I suppose it’s possible that plants could resist tornados too.  They’d need stronger and deeper roots, which might not be as efficient (per kg of root tissue) at taking up water; wood with fewer vessels and more fibres, which wouldn’t conduct water so well; and thick strong leaves, which probably wouldn’t be so efficient at photosynthesis.   
So why do trees get flattened in a tornado, just as houses do?  When tornados are rare, over-strengthened individuals are handicapped every day by the extra resources needed to produce those strong roots, stems, and leaves.  The carbohydrates and proteins they have to invest in strength can’t be used to make flowers and seeds, so in most years, such plants leave fewer offspring, and so their traits get rarer in the population.   True, those trees that survived the Auckland tornado of 2011 might leave more seedlings next year than those that were damaged, but unless there’s a tornado there every year, the over-strengthening costs will kick in and those stronger offspring will again be at a disadvantage. 
There seems to be an analogy here between the design of a house and the structure of a plant that some people claim is proof that living things have a designer, just as houses do.  The triumph of evolution by natural selection is that it explains instances of apparent design without the need to invoke an unseen designer.

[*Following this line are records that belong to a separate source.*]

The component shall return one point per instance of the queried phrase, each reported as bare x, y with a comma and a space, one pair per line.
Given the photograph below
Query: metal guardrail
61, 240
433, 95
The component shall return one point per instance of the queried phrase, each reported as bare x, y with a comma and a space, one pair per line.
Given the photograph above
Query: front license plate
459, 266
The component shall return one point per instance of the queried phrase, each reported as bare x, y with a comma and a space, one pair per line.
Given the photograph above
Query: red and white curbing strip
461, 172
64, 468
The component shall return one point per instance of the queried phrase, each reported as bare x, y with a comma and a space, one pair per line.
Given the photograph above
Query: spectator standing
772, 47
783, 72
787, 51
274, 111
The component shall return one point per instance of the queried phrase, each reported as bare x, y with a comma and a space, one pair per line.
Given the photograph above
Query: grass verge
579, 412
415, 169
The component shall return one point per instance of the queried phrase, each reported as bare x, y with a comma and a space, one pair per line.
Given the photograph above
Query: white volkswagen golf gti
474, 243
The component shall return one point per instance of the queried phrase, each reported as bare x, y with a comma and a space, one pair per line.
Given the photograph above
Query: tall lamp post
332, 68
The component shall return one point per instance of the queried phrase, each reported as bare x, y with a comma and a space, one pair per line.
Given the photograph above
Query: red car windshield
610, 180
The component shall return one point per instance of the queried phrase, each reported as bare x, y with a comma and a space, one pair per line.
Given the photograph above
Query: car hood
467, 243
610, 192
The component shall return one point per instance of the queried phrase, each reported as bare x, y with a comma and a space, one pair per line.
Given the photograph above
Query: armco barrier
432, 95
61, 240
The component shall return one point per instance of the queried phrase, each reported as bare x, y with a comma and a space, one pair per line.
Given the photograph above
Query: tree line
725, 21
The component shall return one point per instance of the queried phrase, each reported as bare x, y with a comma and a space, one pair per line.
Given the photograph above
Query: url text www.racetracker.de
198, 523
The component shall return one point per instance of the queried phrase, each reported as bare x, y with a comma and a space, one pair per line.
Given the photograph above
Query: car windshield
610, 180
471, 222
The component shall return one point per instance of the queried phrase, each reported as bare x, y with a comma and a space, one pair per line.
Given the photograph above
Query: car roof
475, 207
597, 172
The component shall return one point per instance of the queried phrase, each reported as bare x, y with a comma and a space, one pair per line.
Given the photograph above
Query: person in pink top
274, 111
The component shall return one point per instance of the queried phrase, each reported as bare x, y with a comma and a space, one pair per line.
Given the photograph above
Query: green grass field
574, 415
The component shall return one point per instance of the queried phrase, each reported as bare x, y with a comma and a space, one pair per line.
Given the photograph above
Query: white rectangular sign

Additionally, if the features that allow some plants to survive a tornado aren't heritable, then they can't be passed on and they'd be unable to evolve.  Plants grown in windy sites like Wellington often grow stronger than those in more sheltered places.  That’s why a 120 km/h gale in Wellington does less damage to trees than the same wind in Hamilton.  Most of this is due to plasticity, where a plant is capable of responding to different environments by producing different growth forms, but the specific response itself isn't inherited.  Such plasticity might itself have evolved if a plant’s dispersal range includes diverse environments, such that offspring that can respond to whatever environment they land in will be able to leave more descendents than those whose growth form is fixed.